Bien entendu, certains courants graphiques se laissent moins facilement associer au style hollandais, caractérisé le plus souvent par l’ironie, la conceptualisation et la structure. Ces dix dernières années, la bande dessinée, les icônes pop, le graffiti – et la street culture en général – ont profondément marqué le graphisme aux quatre coins du globe, y compris en Hollande. L’ « icônicité » est sans doute la caractéristique la mieux partagée dans le monde du graphisme actuel. Qu’il s’agisse d’images-mots, de logos simplifiés à l’extrême ou bien de formes et de constructions complexes, les images sont abrégées en des raccourcis visuels si caractéristiques d’Internet. Si ces icônes ont commencé à se développer sur Internet, elles abondent aujourd’hui en haute définition dans les médias imprimés. Elles ne sont plus simplement une solution pratique, mais incarnent véritablement un style graphique contemporain. Il est à cet égard symptomatique que beaucoup soient dessinées à la main et non réduites à des images numériques au terme d’un traitement fastidieux. Ces icônes reprennent leur interprétation classique dans le sens où leur objectif premier n’est pas tellement de représenter un maximum d’informations avec le moins de pixels possibles, mais de construire des images dont l’aspect stylistique est tel qu’il se subsitue au contenu.


Ben Laloua / Didier Pascal

Le dessin à la main est un autre aspect récurrent. Les copies de couvertures de magazines crayonnées par Ben Laloua / Didier Pascal, ou les dessins plus élaborés de Job Wouters et Harmen Liemburg en sont quelques exemples. La sensibilité du trait semble l’emporter sur l’aspect mécanique du clavier.
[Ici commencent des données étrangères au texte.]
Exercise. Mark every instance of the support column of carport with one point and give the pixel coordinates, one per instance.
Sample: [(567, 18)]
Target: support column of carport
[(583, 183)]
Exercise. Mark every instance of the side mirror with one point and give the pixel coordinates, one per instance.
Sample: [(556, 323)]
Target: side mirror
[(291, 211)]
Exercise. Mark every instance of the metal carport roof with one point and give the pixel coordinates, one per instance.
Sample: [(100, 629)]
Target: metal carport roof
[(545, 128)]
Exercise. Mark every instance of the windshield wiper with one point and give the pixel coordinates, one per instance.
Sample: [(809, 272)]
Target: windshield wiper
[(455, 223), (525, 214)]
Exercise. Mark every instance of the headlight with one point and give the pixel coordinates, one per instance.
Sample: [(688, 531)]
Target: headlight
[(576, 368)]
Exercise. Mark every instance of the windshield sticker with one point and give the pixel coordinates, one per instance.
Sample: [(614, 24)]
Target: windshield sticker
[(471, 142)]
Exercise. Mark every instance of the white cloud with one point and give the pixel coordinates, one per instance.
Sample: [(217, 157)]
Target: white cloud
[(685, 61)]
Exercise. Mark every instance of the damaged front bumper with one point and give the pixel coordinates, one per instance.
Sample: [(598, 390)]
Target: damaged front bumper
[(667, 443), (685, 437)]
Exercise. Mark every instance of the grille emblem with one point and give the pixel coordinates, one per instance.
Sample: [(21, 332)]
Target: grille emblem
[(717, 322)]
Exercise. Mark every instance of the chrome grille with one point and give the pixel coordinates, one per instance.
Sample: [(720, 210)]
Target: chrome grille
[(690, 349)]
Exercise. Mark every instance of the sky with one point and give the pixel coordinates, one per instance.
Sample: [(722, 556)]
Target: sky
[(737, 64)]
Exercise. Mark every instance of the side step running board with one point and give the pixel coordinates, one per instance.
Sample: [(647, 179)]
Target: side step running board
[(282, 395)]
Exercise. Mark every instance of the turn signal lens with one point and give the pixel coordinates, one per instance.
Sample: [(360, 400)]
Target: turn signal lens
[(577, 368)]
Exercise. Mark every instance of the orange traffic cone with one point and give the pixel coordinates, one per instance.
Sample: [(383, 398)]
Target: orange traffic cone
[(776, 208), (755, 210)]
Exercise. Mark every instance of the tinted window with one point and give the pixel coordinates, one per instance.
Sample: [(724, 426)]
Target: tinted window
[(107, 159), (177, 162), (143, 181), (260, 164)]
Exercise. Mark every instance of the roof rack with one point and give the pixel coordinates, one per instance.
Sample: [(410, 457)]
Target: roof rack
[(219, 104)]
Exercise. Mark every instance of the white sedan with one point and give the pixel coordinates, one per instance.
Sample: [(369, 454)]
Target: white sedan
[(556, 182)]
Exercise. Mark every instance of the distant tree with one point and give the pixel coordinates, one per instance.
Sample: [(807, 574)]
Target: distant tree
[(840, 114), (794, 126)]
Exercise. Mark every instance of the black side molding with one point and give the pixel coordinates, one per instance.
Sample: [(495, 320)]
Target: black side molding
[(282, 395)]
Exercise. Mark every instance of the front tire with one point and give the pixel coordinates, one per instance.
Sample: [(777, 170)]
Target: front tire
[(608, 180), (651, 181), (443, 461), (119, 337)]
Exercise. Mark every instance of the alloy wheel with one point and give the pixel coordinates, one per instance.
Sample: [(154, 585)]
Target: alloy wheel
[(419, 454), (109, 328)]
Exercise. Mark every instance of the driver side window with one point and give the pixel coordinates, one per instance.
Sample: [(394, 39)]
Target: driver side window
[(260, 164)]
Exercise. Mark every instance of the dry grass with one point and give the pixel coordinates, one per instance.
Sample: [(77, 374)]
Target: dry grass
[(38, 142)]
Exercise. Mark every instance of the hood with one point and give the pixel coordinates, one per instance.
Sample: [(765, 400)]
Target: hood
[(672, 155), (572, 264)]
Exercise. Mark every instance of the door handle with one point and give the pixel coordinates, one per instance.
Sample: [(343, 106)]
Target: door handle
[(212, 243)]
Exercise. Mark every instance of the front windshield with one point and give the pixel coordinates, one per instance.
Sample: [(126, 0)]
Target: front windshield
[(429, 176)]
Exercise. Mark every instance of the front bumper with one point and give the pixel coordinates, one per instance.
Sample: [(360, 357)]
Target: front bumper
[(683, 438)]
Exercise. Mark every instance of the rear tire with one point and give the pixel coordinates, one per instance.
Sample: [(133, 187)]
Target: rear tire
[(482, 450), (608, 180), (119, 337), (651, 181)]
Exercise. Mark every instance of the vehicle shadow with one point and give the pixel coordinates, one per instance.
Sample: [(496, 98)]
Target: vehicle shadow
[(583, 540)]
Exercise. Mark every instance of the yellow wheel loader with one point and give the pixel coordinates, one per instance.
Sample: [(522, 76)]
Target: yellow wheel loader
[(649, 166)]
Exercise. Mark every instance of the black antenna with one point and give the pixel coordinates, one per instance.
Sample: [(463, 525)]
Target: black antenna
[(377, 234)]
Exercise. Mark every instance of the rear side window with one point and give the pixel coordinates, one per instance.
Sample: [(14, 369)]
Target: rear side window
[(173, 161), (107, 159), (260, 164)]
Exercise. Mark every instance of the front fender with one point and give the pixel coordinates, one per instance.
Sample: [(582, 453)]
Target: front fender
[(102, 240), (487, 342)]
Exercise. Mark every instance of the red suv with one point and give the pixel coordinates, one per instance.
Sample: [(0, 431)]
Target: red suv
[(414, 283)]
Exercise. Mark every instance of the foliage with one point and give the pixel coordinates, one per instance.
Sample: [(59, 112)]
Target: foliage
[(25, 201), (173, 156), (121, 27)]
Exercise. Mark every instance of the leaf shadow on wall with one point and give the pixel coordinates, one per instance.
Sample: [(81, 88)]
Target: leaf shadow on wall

L’influence du graffiti est sensible dans ces travaux réalisés à la main, en particulier quand le crayon (encre, carbone ou numérique) imite le mouvement de la bombe de peinture. Il ne fait aucun doute que plusieurs des graphistes présentés dans cet ouvrage ont dû poser des graffitis sur les murs de leurs quartiers.


Delta

L’influence de la jeunesse et de la culture de rue est sensible dans plusieurs des réalisations présentés ici. Certes, il est possible que cette sélection soit légèrement faussée, car établie d’un point de vue français. Les images et les polices dessinées à la main, l’influence de la bande dessinée, la culture des graffiti et de la rue sont tout aussi présentes dans la jeune création graphique française. Quoi qu’il en soit, toutes ces constatations nous porte à croire que le graphisme hollandais est bien moins hollandais aujourd’hui qu’il ne le fut lors des générations précédentes. Les caractéristiques de la création graphique hollandaise que j’ai évoquées valent surtout pour les réalisations de « l’ancienne génération ». À mes yeux, la jeune génération est plus internationale et s’inscrit davantage dans une culture iconique mondiale où les rues de n’importe quelle métropole trouvent une extension naturelle sur le Web, et où tout finit par faire partie du village global et d’un style iconique mondial.